赵奎终究还是同意了让云朵去大牢里探探。赵奎几年前进去过秋水府的大牢探视过一位犯了事的朋友,故而对大牢的位置还有印象,仔细说了给云朵听。云朵在脑中细细过滤了一遍,觉得没什么问题了,便回到悦来客栈为今晚的行动准备了起来。

秋水府府衙大牢

半夜,云朵穿着夜行衣,蒙着面,身手灵活地避开一拨拨外面巡视的衙差,顺利地进入了府衙大牢。此刻整个大牢的犯人都在睡觉,云朵怕会惊动衙差,也不敢打晕或者对衙差使用迷药,便静静地蛰伏在阴暗处耐心地等待着。云朵发现大概每隔两刻钟,衙差就会巡一遍牢房,看来果然管得很严格。

过了约半个时辰,云朵见巡察完的衙差走后,便使用轻功从黑暗窜出,云朵心中明白像卢福来这样的人应该是单独关在一处,所以专往深处的牢房走去。牢里很黑暗,月光从监牢小小的窗口照了进来,视线仍是很模糊,但对于自小练武的云朵来说,足够了。监牢里充斥着难闻的气味,那些犯人有的在牢里躺着,有的坐着,有的已经睡着了,有的在低声呻吟。但是没有人发现云朵。

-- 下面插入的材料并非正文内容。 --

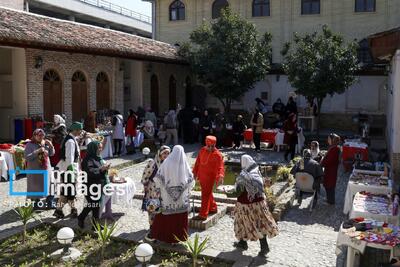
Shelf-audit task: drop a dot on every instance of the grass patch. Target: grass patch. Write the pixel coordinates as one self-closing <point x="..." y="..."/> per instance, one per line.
<point x="42" y="241"/>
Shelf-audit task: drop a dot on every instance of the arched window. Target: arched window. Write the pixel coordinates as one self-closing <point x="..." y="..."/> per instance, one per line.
<point x="52" y="94"/>
<point x="172" y="93"/>
<point x="177" y="10"/>
<point x="79" y="96"/>
<point x="102" y="91"/>
<point x="217" y="6"/>
<point x="261" y="8"/>
<point x="154" y="101"/>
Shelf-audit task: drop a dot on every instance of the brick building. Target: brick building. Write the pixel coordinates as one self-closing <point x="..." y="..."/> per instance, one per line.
<point x="53" y="66"/>
<point x="173" y="21"/>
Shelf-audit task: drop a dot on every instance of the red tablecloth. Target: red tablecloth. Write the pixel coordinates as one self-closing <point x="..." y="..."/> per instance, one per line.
<point x="349" y="153"/>
<point x="267" y="136"/>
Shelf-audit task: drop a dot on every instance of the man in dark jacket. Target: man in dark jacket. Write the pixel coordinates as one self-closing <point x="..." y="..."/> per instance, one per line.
<point x="310" y="166"/>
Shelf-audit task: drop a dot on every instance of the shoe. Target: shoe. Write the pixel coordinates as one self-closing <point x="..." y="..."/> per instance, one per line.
<point x="58" y="214"/>
<point x="74" y="213"/>
<point x="81" y="223"/>
<point x="264" y="247"/>
<point x="199" y="218"/>
<point x="241" y="245"/>
<point x="149" y="238"/>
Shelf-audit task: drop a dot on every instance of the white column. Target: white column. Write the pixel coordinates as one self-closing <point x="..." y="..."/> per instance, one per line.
<point x="395" y="88"/>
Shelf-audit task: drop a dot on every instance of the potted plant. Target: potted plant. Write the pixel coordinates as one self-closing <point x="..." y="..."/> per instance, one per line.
<point x="104" y="234"/>
<point x="25" y="213"/>
<point x="283" y="173"/>
<point x="195" y="247"/>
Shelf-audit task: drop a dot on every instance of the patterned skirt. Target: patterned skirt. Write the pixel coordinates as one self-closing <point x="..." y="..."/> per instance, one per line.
<point x="254" y="221"/>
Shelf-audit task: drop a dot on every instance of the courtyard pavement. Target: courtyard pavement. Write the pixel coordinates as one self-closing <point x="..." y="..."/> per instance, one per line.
<point x="305" y="239"/>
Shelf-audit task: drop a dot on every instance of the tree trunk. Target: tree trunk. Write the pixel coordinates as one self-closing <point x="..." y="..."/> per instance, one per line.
<point x="223" y="103"/>
<point x="24" y="235"/>
<point x="320" y="100"/>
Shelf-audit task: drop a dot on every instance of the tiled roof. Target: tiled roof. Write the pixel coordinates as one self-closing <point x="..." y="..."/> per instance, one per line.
<point x="384" y="45"/>
<point x="29" y="30"/>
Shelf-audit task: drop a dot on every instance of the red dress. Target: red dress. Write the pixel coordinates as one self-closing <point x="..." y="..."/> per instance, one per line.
<point x="130" y="128"/>
<point x="331" y="164"/>
<point x="290" y="126"/>
<point x="166" y="228"/>
<point x="208" y="169"/>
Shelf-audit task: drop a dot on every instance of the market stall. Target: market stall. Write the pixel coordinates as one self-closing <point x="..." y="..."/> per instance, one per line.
<point x="267" y="136"/>
<point x="358" y="234"/>
<point x="377" y="207"/>
<point x="370" y="181"/>
<point x="353" y="147"/>
<point x="121" y="192"/>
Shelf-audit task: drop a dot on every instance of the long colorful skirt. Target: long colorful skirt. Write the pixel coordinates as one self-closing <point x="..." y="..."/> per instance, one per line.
<point x="254" y="221"/>
<point x="169" y="228"/>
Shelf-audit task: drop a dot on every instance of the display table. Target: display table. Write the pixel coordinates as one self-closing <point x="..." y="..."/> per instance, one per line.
<point x="279" y="138"/>
<point x="107" y="147"/>
<point x="350" y="149"/>
<point x="377" y="207"/>
<point x="267" y="136"/>
<point x="357" y="241"/>
<point x="301" y="118"/>
<point x="9" y="161"/>
<point x="121" y="193"/>
<point x="3" y="167"/>
<point x="369" y="181"/>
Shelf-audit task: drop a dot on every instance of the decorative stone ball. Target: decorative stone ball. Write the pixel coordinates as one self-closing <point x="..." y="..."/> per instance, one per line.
<point x="65" y="235"/>
<point x="146" y="151"/>
<point x="144" y="252"/>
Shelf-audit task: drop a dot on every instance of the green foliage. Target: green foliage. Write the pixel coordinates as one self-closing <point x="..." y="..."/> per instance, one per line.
<point x="228" y="56"/>
<point x="320" y="64"/>
<point x="104" y="234"/>
<point x="283" y="173"/>
<point x="270" y="198"/>
<point x="174" y="260"/>
<point x="25" y="213"/>
<point x="195" y="247"/>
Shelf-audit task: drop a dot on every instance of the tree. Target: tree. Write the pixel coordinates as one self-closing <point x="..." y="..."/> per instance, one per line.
<point x="319" y="65"/>
<point x="228" y="56"/>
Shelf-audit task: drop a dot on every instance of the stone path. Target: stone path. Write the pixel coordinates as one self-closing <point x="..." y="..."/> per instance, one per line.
<point x="305" y="239"/>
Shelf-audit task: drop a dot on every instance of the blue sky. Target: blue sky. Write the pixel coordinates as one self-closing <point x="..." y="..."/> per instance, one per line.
<point x="135" y="5"/>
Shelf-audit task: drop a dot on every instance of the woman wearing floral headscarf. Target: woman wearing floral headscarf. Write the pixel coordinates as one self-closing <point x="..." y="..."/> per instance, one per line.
<point x="253" y="221"/>
<point x="96" y="170"/>
<point x="37" y="153"/>
<point x="59" y="132"/>
<point x="150" y="191"/>
<point x="174" y="180"/>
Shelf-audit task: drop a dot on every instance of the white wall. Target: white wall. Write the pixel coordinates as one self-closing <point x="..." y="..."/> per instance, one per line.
<point x="393" y="107"/>
<point x="96" y="12"/>
<point x="19" y="94"/>
<point x="367" y="95"/>
<point x="135" y="83"/>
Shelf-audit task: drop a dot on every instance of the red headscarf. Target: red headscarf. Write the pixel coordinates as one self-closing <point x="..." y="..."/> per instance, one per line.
<point x="211" y="140"/>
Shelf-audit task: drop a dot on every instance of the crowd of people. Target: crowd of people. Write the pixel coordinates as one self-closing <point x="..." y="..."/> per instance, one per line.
<point x="168" y="178"/>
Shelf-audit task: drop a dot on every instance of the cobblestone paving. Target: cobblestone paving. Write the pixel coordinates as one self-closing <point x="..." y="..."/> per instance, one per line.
<point x="305" y="239"/>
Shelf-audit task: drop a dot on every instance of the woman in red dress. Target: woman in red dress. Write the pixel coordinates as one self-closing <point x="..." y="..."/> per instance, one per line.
<point x="174" y="180"/>
<point x="290" y="139"/>
<point x="130" y="128"/>
<point x="331" y="164"/>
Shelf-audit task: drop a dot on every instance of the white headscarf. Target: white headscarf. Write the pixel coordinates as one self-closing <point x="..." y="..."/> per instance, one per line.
<point x="149" y="128"/>
<point x="58" y="122"/>
<point x="251" y="178"/>
<point x="315" y="152"/>
<point x="175" y="179"/>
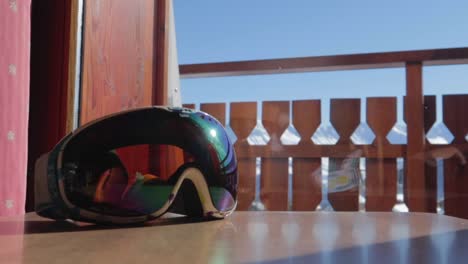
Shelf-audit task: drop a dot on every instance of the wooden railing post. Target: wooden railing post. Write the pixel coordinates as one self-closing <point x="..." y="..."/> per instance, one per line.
<point x="415" y="175"/>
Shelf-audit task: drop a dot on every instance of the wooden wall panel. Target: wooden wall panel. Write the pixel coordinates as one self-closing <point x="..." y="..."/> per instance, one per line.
<point x="274" y="174"/>
<point x="50" y="29"/>
<point x="345" y="116"/>
<point x="307" y="175"/>
<point x="456" y="167"/>
<point x="381" y="173"/>
<point x="243" y="119"/>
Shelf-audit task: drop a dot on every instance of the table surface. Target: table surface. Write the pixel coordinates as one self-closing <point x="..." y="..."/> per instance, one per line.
<point x="246" y="237"/>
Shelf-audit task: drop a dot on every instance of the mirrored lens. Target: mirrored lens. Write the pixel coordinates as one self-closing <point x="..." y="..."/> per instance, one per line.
<point x="126" y="165"/>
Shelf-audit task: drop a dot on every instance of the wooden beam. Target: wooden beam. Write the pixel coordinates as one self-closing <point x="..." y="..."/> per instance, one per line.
<point x="326" y="63"/>
<point x="318" y="151"/>
<point x="415" y="175"/>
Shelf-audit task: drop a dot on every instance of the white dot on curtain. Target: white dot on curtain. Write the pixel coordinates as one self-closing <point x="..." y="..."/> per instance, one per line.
<point x="12" y="69"/>
<point x="9" y="203"/>
<point x="13" y="5"/>
<point x="11" y="135"/>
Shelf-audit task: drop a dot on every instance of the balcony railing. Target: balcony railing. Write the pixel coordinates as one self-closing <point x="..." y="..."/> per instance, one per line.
<point x="420" y="171"/>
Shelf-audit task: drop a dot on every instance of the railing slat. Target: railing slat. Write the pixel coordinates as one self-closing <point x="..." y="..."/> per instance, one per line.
<point x="381" y="173"/>
<point x="416" y="178"/>
<point x="307" y="176"/>
<point x="345" y="117"/>
<point x="274" y="176"/>
<point x="243" y="118"/>
<point x="430" y="168"/>
<point x="456" y="167"/>
<point x="217" y="110"/>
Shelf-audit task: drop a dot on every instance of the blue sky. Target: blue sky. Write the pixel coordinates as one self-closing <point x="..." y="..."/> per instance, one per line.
<point x="214" y="30"/>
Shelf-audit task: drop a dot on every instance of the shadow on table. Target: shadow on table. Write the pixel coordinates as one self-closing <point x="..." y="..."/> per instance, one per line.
<point x="48" y="226"/>
<point x="450" y="248"/>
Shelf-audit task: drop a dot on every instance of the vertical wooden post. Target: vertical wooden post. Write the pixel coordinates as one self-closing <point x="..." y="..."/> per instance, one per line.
<point x="307" y="175"/>
<point x="243" y="119"/>
<point x="274" y="179"/>
<point x="345" y="117"/>
<point x="161" y="47"/>
<point x="416" y="180"/>
<point x="455" y="167"/>
<point x="381" y="172"/>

云朵找遍了四十几间牢房,终于在监牢最深处找到了卢福来。此时的卢福来正躺在牢中间,脸朝着门口的方向,看起来瘦了些,紧闭的双眼深深地陷了进去,衣服破烂,满是血污,云朵看到他的双手无力地摆在身体的两侧,手指僵直,显然是被挑断了手筋。

云朵拿出一根细细的铁丝,插进那铁锁锁眼转了几圈,听到咔的一声,铁锁打开了。云朵打开铁门,走到卢福来的跟前蹲下,轻轻地摇了摇卢福来的肩膀。

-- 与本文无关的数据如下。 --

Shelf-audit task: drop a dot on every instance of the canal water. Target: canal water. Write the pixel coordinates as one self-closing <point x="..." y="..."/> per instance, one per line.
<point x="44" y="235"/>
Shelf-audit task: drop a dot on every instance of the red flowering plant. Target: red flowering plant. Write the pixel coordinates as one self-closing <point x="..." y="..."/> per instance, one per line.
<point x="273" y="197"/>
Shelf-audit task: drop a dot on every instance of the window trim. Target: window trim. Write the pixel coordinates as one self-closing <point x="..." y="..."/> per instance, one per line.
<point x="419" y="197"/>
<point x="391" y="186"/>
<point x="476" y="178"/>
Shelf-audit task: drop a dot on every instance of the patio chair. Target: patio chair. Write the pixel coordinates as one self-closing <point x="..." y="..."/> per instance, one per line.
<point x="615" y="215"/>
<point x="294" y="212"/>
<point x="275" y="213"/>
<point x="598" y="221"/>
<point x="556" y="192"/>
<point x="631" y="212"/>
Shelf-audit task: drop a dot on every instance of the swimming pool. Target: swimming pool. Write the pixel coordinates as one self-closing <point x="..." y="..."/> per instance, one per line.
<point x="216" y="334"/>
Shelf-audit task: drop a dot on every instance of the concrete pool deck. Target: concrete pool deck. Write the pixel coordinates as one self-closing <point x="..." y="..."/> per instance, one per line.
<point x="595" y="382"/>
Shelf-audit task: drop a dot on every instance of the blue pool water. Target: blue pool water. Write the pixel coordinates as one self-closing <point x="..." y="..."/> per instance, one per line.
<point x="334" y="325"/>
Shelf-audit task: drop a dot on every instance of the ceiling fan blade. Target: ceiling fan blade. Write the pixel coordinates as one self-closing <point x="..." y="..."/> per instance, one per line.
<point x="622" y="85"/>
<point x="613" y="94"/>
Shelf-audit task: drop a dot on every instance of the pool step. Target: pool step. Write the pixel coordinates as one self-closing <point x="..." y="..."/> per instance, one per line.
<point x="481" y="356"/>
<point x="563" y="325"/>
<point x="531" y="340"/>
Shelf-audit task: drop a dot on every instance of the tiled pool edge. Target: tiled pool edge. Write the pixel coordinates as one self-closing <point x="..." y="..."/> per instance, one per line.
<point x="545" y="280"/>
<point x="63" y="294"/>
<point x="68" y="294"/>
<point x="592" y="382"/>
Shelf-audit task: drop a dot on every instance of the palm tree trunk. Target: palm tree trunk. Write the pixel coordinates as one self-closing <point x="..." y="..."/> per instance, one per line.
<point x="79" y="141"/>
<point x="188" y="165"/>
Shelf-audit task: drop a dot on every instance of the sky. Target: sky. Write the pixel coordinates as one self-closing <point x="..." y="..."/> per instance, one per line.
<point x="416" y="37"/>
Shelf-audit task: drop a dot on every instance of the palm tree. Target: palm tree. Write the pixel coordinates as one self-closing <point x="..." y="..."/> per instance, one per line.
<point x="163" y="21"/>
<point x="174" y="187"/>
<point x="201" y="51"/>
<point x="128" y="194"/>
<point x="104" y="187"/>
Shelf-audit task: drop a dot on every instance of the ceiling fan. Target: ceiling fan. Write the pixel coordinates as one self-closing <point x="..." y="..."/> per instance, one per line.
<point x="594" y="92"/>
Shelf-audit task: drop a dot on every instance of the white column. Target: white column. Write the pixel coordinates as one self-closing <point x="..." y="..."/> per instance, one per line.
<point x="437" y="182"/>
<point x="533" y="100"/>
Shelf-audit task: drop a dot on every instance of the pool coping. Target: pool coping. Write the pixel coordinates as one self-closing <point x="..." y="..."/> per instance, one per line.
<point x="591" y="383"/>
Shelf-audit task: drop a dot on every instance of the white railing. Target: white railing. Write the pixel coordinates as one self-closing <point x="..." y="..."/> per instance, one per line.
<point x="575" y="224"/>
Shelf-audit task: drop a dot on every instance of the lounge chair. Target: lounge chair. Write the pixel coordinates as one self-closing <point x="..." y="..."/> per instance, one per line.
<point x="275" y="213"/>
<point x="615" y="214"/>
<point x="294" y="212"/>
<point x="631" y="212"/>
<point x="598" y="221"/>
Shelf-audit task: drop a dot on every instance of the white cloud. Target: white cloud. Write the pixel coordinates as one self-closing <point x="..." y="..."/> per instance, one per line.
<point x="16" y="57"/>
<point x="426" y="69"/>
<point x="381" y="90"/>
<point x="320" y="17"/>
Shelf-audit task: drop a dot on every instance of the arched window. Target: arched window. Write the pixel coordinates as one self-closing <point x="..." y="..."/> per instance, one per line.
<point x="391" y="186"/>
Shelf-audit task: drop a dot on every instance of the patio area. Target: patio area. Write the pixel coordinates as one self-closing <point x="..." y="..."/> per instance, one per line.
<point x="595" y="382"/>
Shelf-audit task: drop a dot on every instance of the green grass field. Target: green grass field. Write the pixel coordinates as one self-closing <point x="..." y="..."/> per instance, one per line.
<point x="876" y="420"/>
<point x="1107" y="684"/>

“卢伯伯,你醒醒。”云朵低声叫了几遍。卢福来终于缓缓睁开了双眼。

云朵把蒙面巾取了下来,压低声音对卢福来道:“卢伯伯,我是郑云朵,郑鑫的女儿,你还记得吗?我就是在你的拍卖会上找到了自己的亲生父母的,我弟弟云成是蕊娘的未婚夫。”

卢福来听了云朵的话,双眼眨了一下,眼中露出一丝欣喜。云朵知道他认出了自己,又见卢福来的嘴巴艰难地张了张,想说话,却没有发出任何声音。云朵觉得不对,便道:“卢伯伯,你怎么了?你张开嘴给我看下。”卢福来缓缓把嘴巴张开,云朵凑近一看,心一下就冰凉了起来:卢福来的舌头居然被拔掉了!

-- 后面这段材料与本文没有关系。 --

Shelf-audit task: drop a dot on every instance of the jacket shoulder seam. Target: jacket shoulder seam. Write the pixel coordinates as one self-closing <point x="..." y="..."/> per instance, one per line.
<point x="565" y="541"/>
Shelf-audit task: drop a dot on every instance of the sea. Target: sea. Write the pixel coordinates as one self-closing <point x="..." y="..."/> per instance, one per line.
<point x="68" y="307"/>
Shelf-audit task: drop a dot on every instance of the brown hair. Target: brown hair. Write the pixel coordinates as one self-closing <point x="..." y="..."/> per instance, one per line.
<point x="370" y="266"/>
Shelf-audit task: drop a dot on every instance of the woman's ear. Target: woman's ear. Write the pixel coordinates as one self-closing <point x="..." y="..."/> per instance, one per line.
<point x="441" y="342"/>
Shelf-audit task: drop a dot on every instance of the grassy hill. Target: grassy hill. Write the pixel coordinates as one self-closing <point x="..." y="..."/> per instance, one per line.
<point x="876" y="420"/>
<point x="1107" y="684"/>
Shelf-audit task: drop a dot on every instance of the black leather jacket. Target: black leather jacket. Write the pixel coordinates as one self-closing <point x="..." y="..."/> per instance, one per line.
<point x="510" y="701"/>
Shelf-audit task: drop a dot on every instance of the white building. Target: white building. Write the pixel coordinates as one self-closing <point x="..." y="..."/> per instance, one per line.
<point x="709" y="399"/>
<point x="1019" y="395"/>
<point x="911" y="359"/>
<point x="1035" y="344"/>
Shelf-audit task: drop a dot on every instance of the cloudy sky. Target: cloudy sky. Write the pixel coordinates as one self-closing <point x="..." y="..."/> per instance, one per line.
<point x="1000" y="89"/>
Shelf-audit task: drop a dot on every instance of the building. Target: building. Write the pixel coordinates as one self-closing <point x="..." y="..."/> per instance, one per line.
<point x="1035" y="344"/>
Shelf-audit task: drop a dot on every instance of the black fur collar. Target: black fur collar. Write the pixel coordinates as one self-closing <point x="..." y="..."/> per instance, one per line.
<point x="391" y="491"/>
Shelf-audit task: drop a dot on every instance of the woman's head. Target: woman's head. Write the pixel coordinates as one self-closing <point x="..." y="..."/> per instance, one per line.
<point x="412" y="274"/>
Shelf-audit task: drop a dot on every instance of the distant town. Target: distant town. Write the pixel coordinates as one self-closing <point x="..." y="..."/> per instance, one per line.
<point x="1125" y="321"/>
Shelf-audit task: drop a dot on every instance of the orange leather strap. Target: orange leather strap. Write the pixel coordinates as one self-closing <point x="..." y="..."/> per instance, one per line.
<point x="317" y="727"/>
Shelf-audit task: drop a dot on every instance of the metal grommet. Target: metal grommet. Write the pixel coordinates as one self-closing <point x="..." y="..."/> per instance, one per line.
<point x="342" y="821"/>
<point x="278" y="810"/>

云朵把卢福来全身检查了一遍,只见卢福来的手筋、脚筋都挑断了,颈骨也被打断,身上到处是受刑后的伤痕!太恐怖了!

云朵想了想,道:“卢伯伯,我现在问你一些问题,如果是,你就眨一下眼睛,如果不是,你就眨两个眼睛,你听明白了吗?”

卢福来眨了一下眼睛。月光照在卢福来的脸上,显得他是那样的可怜可悲,云朵想起第一次见到卢福来时,他那种风光得意的样子,而现在不过几天的功夫,居然变成了阶下囚。真是造化弄人。

“卢伯伯,你没有走私生铁是不是?”

卢福来眨了一下眼睛。

“那害你的是某个很有权势的人是不是?”

卢福来又眨了一下眼睛。

“害你的那人是不是你的仇人?”

卢福来眨了两下眼睛。

“你知道他是谁,是不是?”

卢福来又眨了一下眼睛。

“害你是因为觊觎你的财产,是不是?”

卢福来眨了一下眼睛。

“害你的人是皇帝,是不是?”

卢福来露出惊讶的表情,显然没想到云朵会这样问,但他还是眨了一下眼睛。

原来如此,一切都真相大白了。

云朵对卢福来行了个礼,道:“卢伯伯,如果这件事真如你所讲,是那人所为,那我也没有办法救得了你,估计那位很快就会派有钦差下来,你要有心理准备。”

云朵知道按卢福来的情况来看,能不能挺过明天都是问题!至于钦差,对卢福来来说反正是死路一条,只希望这钦差不要牵连到其他的人罢了。

卢福来脸上并没有什么表情。

“我们会想办法保住你的家人,虽然这有一定难度,但我们会尽力而为。”

卢福来对云朵眨了眨眼睛。

“卢伯伯,对不起,我救不了你。你自己多多保重,我先走了。”云朵对着卢福来福了福身子,坚定地走了出去,把门关好,把锁锁上,只见影子一闪而过,人便不见了。